A predictable media and political frenzy followed, reviving the anti-Russian hysteria that has excited the Beltway establishment for the past four years.

 

But a closer look at the reporting by the Times and other mainstream outlets vying to confirm its coverage reveals another scandal not unlike Russiagate itself:

 

 

[T]he core elements of the story appear to have been fabricated by Afghan government intelligence to derail a potential US troop withdrawal from the country.

 

And they were leaked to the Times and other outlets by US national security state officials who shared an agenda with their Afghan allies.

 

 

US intelligence agencies began offering a series of low confidence assessments in the Afghan government’s self-interested intelligence claims, judging them to be highly suspect at best, and altogether bogus at worst.

 

In light of this dramatic development, the Times’ initial report appears to have been the product of a sensationalistic disinformation dump aimed at prolonging the failed Afghan war in the face of President Donald Trump’s plans to withdraw US troops from it.

 

© 2020 Gareth Porter, How the Pentagon failed to sell Afghan government's bunk 'Bountygate' story to US intelligence agencies, GrayZone (07 July 2020) (reformatted)

 

 

Yes

 

A conniving Afghan Government source for the bounty tale makes notably more sense, than attributing actual scalp-paying actions to Russia.

 

The Times and Post eagerly fell for the fabrication.

 

Both newspapers are corporatist-owned Military Industrial Complex propaganda outlets. They financially thrive on creating non-stop fuel for waging perpetual war.

 

What's not to like (from their perspectives) in propagating yet another silly Russiagate fantasy?

 

Trump is, after all, a Bad Man.

 

 

When truth does not matter . . .

 

. . . even as an element of self-applied professional ethics — one is happily free to roam the world, while generating profit-gathering untruths.

 

For insight, follow structurally existing incentives.

 

 

Consider a parallel (and equally incompetence-revealing) example — American COVID

 

Where SARS-CoV-2 is concerned, the United States has been consistently (grossly) unprepared and abysmally incompetent, when judged by any sane standard:

 

 

If COVID's seriousness was a lie, then why did the United States fall for badly damaging its economy, so as to deal with it?

 

And if the coronavirus's bad effects were not a lie, why didn't America respond more appropriately — like most of developed Asia and Germany?

 

 

The moral? — When brainwashing a flock of uninsightful fur-bearers . . .

 

. . . what is True very easily woolgathers into non-existence.

 

This quintessentially American trait raises a question regarding societal survival:

 

 

Can a large group of determined Reality-avoiders and magical thinkers continue sowing their cultural genes?

 

 

Perhaps so, if they are rich and militarily widespread, as we still are.
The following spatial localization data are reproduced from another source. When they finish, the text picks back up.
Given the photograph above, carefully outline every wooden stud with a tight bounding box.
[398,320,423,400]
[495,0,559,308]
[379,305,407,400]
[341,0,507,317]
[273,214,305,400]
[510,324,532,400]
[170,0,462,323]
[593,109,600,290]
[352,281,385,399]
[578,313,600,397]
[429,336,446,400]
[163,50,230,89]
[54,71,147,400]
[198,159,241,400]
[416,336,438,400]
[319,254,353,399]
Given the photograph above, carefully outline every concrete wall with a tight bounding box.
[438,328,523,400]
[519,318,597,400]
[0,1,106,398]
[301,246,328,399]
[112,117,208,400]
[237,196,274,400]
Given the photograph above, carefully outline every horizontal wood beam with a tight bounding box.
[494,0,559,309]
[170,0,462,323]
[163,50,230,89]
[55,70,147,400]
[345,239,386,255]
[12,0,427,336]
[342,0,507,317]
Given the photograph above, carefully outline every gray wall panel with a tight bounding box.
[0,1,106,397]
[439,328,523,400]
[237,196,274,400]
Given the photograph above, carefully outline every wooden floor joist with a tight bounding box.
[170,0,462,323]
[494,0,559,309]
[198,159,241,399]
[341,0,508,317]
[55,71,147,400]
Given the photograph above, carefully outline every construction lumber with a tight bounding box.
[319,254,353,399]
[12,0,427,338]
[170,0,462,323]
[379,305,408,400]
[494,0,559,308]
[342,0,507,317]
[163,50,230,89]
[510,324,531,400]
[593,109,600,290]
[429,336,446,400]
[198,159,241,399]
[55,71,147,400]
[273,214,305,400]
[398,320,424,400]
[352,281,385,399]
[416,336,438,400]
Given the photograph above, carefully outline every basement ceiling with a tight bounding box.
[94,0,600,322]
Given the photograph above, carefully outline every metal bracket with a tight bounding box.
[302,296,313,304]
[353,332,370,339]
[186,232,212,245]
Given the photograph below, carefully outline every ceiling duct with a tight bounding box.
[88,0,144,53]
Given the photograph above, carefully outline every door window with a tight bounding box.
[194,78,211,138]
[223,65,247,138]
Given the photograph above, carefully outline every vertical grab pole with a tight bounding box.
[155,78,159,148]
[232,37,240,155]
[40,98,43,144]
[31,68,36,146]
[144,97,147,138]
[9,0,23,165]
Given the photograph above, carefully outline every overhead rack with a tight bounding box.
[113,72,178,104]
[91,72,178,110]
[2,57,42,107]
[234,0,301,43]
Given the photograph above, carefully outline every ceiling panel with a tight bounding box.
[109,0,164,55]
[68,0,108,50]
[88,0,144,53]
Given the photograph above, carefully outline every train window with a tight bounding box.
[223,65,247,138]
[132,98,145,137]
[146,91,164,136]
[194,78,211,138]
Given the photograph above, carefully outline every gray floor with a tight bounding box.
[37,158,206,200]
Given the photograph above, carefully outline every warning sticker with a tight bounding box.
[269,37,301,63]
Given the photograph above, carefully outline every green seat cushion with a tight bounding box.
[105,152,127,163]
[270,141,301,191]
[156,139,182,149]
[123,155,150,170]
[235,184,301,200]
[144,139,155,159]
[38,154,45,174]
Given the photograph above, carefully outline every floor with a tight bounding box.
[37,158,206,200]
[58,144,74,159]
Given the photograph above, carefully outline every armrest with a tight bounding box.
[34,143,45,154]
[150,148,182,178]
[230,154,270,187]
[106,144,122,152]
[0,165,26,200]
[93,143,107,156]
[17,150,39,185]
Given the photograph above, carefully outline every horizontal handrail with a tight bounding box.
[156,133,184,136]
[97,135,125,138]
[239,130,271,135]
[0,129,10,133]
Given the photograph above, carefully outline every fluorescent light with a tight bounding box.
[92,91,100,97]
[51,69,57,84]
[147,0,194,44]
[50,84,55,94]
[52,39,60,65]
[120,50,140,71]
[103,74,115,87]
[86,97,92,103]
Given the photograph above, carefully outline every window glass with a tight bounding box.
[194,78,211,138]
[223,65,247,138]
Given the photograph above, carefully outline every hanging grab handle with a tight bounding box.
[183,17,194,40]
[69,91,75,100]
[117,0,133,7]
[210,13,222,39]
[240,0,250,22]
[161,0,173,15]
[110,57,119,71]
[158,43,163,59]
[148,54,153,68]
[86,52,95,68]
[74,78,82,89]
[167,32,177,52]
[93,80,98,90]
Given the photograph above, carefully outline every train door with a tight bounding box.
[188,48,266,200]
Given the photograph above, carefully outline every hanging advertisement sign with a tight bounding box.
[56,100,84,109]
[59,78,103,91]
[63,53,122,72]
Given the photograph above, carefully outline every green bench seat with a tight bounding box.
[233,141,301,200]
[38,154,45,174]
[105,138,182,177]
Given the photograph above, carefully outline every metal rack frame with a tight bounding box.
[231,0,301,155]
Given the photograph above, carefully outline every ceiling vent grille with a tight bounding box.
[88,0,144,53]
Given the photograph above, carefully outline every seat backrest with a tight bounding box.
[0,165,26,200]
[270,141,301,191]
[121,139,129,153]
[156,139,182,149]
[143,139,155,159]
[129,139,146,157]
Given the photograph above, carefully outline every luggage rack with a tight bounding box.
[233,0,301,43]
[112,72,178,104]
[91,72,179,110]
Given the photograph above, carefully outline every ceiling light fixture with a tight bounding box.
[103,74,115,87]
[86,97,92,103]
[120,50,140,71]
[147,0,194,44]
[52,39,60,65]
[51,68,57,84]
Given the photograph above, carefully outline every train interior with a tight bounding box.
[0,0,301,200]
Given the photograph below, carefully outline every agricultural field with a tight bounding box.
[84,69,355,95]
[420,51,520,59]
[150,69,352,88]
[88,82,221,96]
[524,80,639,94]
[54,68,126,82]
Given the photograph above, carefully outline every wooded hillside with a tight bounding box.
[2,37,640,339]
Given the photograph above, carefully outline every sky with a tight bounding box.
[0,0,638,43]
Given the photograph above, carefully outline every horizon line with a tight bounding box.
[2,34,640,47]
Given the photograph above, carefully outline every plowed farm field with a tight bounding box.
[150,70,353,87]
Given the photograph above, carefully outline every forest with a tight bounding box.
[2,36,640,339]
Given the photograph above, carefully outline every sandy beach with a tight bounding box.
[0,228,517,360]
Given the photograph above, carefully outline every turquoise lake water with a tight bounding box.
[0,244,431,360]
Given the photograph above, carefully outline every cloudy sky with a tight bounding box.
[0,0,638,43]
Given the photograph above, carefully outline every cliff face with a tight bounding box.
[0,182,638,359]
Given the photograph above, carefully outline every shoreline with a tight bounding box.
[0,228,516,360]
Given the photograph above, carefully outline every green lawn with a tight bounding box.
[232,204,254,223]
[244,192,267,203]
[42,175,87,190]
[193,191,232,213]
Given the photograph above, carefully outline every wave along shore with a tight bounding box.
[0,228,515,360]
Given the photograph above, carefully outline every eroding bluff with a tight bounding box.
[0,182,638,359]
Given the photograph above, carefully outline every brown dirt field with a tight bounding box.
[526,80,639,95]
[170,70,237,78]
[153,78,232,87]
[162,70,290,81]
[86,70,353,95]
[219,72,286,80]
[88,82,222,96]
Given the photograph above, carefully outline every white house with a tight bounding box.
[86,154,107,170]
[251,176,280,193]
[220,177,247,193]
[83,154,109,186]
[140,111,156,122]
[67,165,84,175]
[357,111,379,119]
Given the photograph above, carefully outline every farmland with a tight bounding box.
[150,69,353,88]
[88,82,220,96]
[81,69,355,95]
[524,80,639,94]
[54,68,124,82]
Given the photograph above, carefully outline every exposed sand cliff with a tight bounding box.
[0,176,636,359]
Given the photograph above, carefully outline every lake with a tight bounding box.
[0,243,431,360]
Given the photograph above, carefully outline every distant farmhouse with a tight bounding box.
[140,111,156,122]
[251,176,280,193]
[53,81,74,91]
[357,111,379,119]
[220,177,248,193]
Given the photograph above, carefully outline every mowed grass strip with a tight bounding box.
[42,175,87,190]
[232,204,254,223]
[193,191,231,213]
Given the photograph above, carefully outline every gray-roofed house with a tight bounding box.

Money, bullets and bombs do talk.

 

On the other hand, practical matters tend to expose flaws in Magic Imperialism's uneven flow.

 

We often see that, in spite of our national power, we frequently stumble over Life's occasionally deadly booby traps.

 

Witness every lost American war. And the trillions of dollars that went with them.

 

Whether waging COVID, war forever and beyond, or castigating Putin non-stop — our clue-lacking responses are revealing.

 

We are (I propose) virtually alone, internationally speaking, in occupying the Gargantuan DumbAss category.

 

We might hypothesize that our self-created engulfing paranoia (and its stalwart companion, Greed) are eventually going to gobble us.

 

A future parable is there contained, I suppose.

 

Stupidity, displayed during competition with actual intelligence, tends (usually) to be self-defeating.

 

At least so, when manifest over a long enough time interval.

 

Optimistically, however, I doubt that ours is going to be a spectacular flameout.

 

More like an intellectually and morally pathetic one:

 

 

Yep, them 'Muhrikans were like especially stupid Romans.

 

And fittingly, lasted nowhere near as long.

 

 

Is being a bad example better than being no example at all?

 

Perhaps history will still tag us with "exceptionalness".